Some of us were born here, have families. Some of us are just plain stupid. Or both, me…

Bill H
May 3, 2014 6:19 pm

And on deck is the next polar low coming ashore in the west. The dry line is already forming across Utah, Wyoming, Idaho, and the Dakotas… By mid week it should be over the central plains..
And many of those western states will have snow above 6 thousand feet… Winter is trying like heck to hold on for one last blast..

May 3, 2014 6:41 pm

Greg says:
May 3, 2014 at 11:49 am
Much play is made of the under-counting earlier in the record in an attempt to dismiss the whole record as unreliable.
After all if the data shows vastly more tornadoes in the 70s at the coolest part and much less in the 2000s when it was considerably warmer, well the data MUST be wrong. It must need some “bias adjustment” or better still it should be thrown out all together.
Not much adjusting to do if stick to EF2 and greater.
==================
Indeed. I prefer to stick to EF3+ for an even smaller chance that we have missed things at that size. By my unofficial analysis of NOAA data 2008 and 2011 are the only years from this century that are even in the top 25 years for the record books…. Last week’s outbreak took 2014 from record low pace all the way up to about “49th out of 65” pace
http://www.climatenerd.com/tornado-stats.php?scale=3&mva=10&yrb=1950&yre=2013&mnb=1&mne=12

TXRed
May 4, 2014 12:08 pm

I’m with the folks earlier in the thread – please don’t jinx it by saying that it looks like it will be a quiet year. And count me as one who wonders if we’re just getting a later than average start with a later than average finish.
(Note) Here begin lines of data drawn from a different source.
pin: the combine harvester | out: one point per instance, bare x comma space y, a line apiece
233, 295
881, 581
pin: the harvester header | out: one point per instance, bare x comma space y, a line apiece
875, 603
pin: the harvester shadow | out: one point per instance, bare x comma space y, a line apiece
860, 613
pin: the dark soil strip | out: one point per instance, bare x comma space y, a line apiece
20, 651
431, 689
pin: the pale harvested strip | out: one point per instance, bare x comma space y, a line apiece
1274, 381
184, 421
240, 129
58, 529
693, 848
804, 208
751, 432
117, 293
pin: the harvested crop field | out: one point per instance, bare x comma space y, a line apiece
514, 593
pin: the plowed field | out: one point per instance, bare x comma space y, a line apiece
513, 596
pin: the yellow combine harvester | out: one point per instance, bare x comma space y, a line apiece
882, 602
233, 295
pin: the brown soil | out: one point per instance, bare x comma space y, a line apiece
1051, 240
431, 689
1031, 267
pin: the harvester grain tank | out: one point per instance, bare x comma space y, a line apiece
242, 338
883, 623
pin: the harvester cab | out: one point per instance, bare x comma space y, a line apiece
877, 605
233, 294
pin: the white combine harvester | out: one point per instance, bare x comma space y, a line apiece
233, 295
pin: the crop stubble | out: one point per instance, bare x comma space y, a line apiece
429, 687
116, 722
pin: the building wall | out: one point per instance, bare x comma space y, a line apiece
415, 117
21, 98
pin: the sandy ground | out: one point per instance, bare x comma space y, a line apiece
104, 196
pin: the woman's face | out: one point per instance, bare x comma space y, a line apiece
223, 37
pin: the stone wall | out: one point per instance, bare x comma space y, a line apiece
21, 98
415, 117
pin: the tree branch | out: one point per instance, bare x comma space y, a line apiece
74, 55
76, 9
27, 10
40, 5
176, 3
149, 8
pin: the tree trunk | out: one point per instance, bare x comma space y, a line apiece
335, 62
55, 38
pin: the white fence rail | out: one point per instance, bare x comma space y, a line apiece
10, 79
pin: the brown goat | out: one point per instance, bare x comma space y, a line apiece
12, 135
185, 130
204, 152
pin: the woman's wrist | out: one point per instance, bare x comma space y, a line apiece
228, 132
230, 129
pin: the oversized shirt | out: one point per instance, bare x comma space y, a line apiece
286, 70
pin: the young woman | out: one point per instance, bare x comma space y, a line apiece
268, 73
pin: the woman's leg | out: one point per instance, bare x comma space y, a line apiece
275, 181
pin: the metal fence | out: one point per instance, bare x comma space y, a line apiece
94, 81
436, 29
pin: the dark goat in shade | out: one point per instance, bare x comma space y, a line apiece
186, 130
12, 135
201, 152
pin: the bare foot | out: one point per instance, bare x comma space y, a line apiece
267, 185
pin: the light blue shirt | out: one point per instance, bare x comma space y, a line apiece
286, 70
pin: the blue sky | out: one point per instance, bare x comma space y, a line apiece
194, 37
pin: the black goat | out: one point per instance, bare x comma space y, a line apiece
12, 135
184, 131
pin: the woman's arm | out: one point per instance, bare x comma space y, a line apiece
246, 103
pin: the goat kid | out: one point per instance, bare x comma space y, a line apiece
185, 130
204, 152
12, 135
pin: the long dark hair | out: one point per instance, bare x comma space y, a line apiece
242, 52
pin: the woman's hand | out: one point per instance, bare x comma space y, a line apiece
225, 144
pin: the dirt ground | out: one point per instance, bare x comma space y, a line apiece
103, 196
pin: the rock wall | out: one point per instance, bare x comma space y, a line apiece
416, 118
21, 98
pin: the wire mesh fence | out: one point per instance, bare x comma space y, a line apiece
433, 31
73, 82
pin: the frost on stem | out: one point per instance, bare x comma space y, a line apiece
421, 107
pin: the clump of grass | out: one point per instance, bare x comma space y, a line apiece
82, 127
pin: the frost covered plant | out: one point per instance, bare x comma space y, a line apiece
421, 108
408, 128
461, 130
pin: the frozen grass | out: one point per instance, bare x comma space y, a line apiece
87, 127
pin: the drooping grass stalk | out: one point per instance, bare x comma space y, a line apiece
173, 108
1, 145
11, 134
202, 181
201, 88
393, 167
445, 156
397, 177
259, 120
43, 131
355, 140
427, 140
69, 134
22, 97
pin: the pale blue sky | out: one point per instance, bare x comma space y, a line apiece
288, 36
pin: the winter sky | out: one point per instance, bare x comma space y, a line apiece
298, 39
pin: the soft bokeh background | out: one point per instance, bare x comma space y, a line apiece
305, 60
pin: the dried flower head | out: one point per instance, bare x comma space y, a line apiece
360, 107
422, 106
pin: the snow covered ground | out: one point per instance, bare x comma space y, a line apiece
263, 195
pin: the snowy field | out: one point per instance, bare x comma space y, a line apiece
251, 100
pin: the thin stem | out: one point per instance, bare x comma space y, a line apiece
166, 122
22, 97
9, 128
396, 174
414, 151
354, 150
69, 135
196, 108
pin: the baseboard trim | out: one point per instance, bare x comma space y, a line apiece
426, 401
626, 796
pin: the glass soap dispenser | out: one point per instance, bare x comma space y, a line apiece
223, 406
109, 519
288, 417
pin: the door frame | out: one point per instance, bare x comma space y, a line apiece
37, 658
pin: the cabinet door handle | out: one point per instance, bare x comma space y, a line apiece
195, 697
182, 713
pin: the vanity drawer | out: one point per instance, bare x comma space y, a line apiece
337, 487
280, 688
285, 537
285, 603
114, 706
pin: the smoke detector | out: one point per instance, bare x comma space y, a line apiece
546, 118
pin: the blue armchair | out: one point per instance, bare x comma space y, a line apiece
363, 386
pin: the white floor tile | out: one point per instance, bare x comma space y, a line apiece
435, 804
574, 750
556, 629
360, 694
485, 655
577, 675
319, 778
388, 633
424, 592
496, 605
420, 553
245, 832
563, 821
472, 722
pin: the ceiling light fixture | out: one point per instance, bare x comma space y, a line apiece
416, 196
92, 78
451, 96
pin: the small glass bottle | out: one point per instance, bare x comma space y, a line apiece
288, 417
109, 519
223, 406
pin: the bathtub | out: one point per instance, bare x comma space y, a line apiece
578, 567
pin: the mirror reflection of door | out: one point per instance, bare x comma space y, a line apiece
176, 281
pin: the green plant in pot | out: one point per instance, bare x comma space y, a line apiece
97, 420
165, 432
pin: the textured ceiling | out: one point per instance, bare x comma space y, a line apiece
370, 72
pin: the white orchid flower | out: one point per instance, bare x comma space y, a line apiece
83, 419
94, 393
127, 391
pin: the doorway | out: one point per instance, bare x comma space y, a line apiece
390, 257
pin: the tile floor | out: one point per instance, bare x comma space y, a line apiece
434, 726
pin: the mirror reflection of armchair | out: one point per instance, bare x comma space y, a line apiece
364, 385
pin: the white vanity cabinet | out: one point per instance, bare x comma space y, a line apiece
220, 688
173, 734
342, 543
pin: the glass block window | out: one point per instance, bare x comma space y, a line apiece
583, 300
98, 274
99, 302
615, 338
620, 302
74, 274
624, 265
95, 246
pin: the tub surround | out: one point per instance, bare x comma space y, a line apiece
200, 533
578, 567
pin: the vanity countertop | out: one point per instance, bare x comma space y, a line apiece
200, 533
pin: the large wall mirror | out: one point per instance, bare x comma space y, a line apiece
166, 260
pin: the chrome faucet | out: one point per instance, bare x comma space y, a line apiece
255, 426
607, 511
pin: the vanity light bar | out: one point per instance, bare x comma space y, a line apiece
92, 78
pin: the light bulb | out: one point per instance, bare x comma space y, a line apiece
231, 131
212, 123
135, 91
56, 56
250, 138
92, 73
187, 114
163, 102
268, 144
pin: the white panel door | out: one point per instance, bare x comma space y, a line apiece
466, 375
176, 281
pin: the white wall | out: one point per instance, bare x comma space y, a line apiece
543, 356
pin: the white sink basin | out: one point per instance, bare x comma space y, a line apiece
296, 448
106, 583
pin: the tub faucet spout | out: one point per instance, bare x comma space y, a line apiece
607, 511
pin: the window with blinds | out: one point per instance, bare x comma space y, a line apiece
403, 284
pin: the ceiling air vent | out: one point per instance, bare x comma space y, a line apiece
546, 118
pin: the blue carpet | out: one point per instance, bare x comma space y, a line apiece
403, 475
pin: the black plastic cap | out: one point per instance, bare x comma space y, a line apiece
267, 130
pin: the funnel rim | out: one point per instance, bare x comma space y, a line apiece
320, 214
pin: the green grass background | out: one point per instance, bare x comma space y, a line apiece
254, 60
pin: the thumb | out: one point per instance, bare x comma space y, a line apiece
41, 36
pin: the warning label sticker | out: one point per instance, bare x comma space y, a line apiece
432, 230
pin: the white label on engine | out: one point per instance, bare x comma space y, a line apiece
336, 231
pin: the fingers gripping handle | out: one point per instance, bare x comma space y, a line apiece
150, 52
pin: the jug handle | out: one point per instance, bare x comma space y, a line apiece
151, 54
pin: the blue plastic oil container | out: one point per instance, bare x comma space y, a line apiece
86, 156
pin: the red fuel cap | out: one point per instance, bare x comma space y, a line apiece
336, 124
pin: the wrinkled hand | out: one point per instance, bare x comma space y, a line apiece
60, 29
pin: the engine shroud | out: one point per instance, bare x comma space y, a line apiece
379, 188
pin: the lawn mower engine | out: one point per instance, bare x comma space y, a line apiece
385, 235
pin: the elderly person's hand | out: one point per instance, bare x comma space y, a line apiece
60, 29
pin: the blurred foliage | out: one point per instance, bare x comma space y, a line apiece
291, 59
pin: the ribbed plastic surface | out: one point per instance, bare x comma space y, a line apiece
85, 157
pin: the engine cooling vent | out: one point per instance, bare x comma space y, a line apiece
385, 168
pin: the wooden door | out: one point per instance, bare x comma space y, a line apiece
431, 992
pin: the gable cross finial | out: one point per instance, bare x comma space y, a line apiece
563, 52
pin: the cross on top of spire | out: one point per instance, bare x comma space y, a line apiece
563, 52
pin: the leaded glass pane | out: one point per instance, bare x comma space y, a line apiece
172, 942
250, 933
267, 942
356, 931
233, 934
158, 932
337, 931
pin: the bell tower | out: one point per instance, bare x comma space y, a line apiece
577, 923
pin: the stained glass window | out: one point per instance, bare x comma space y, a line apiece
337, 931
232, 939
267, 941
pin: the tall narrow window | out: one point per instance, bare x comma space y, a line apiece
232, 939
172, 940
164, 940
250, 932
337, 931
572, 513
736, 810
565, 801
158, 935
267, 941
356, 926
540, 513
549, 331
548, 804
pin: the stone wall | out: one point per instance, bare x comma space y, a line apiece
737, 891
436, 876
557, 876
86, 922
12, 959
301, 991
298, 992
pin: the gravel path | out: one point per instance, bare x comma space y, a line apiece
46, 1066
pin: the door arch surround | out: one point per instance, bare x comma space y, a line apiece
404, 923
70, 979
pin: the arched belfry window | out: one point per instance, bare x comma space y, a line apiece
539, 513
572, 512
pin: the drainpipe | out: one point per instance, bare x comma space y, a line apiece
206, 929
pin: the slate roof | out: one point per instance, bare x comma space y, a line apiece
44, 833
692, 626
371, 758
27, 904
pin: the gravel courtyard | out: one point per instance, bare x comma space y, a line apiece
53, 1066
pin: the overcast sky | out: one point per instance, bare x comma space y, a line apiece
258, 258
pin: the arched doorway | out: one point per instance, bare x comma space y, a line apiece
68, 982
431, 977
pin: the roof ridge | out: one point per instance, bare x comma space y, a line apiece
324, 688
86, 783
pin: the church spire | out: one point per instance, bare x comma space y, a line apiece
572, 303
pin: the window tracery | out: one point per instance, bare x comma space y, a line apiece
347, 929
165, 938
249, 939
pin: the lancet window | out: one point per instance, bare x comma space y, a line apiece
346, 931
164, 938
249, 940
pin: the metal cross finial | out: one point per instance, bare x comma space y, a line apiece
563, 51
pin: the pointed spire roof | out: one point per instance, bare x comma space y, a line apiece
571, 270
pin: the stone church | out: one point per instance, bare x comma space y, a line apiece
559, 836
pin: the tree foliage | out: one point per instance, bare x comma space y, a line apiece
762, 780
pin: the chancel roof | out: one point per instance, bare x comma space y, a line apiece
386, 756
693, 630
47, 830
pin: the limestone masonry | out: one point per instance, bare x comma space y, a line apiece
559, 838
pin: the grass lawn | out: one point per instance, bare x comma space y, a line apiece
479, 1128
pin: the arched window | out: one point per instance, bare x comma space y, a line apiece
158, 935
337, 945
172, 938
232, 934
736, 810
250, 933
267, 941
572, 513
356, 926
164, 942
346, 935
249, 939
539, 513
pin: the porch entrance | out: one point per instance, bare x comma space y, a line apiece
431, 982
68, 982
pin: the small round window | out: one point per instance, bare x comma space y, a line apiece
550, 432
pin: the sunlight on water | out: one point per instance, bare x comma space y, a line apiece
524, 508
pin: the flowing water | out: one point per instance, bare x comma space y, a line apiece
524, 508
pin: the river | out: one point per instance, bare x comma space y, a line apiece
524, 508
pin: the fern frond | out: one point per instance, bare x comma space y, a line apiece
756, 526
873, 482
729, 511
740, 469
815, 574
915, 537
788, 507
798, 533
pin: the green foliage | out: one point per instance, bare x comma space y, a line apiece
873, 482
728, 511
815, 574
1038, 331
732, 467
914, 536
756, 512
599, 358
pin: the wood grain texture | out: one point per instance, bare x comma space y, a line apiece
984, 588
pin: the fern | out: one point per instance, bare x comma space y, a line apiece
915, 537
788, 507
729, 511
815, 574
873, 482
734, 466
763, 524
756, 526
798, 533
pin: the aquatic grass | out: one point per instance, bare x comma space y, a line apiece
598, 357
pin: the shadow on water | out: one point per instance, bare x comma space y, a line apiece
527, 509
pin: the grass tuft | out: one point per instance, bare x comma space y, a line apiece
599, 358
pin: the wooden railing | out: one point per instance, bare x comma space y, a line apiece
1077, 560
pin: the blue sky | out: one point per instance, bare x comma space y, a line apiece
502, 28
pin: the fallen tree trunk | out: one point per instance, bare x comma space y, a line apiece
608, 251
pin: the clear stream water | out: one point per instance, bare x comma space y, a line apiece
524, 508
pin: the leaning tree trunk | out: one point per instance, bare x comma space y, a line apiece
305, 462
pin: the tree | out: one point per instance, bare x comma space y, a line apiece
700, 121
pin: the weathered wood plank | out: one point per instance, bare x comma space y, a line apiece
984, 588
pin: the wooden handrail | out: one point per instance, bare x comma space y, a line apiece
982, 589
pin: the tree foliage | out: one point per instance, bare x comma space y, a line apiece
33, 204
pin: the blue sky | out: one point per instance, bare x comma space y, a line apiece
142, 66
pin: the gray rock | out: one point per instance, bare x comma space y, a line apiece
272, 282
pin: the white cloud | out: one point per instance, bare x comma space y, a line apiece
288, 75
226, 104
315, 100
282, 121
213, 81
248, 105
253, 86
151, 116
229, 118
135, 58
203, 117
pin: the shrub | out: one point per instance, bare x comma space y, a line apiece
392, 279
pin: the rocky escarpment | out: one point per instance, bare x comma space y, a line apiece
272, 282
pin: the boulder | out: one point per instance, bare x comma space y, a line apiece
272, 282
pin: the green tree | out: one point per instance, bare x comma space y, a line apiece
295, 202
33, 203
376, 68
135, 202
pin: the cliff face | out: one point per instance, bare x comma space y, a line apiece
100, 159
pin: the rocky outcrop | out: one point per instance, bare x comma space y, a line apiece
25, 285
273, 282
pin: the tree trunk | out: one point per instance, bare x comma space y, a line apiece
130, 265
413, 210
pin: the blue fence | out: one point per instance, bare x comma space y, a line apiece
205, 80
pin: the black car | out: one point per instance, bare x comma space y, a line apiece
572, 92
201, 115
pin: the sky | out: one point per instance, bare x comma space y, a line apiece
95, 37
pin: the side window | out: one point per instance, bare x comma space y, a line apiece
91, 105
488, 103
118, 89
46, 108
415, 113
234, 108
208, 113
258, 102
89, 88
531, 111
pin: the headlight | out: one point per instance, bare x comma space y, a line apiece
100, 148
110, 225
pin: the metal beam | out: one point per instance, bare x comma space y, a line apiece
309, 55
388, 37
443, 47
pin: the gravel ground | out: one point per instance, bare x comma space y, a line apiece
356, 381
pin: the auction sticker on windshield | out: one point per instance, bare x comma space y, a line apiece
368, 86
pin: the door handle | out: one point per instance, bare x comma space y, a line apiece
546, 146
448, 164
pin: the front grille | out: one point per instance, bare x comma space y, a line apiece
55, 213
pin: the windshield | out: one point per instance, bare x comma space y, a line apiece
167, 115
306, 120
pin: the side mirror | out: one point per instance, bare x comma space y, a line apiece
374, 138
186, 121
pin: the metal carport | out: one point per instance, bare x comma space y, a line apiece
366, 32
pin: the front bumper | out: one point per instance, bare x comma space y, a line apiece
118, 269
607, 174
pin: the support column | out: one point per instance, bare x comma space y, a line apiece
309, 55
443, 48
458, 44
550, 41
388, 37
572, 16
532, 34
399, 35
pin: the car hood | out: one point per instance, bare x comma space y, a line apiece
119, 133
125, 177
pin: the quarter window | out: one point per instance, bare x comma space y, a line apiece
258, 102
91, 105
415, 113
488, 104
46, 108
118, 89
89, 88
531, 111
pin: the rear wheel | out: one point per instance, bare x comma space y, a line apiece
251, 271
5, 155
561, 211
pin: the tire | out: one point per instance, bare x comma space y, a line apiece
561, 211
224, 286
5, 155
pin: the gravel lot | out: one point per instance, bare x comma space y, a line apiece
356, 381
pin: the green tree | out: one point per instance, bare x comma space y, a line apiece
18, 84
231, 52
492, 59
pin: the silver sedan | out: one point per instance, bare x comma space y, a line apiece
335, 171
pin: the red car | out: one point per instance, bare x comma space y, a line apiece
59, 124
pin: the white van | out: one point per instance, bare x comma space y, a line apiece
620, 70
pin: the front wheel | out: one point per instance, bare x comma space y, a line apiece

I hope not, but we all know that Murphy was a meteorologist. 🙂

chlrx degrazio
May 4, 2014 12:43 pm

This information, cited by Greg Carbon is flat wrong. Just in the last days of April 2014, the 26th, 27th, and 28th, there were over 200 tornadoes, and Mort than 30 related tornado deaths. The overall total tornado count is above average for annual April tornado statistics in 2014, and the tornado death rate for April 2014 is significantly higher than most other April’s on record with one exception, April of 2011. This is entirely inaccurate reporting of weather statistics!